Different materials were used in the studies to fabricate immediate fixed provisional prostheses. Some authors used a full-arch acrylic provisional prosthesis reinforced with a titanium or metal framework or with titanium cylinders, while the other authors used all-acrylic prostheses [22, 26, 31, 45, 46]. In the present study, a number of 29 screw-retained fixed provisional all-acrylic prostheses without metal framework were incorporated on the same day. There are many prosthetic mechanical complications such as the fracture of the provisional acrylic prosthesis [39, 47], loosening of prosthetic components [24, 43], and the detachment of an element of the prosthesis [47,48,49]. In the present study, the fracture of the provisional prosthesis was recorded in 4 patients (14,3%). The incidence of fracture of the provisional prostheses in the present study was 16,1% (5 prostheses) of the total cases. Tooth detachment of the provisional fixed acrylic prosthesis was recorded in two prostheses in two patients, while the screw loosening occurred only in a provisional prosthesis.

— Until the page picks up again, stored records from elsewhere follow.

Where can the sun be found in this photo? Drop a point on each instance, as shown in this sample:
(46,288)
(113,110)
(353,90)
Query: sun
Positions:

In the current study, titanium or chrome-cobalt alloy and ceramic or composite resin were used as a framework and as a veneering material, respectively. Prosthetic CSR was reported between 98.9 and 100% in the literature up to 10 years in the literature [5, 10, 20, 23, 34, 40, 43, 50]. Prosthetic survival in the present study was 100% in 2 years which was similar to those previously reported studies.
Mutually protected occlusion with anterior guidance was used in cases of opposing natural dentition, or tooth and/or implant-supported fixed partial prosthesis as previously described [44]. In all cases of the present study, all fabricated definitive prostheses opposed natural dentition or fixed prosthesis supported by tooth and/or implant not removable prosthesis.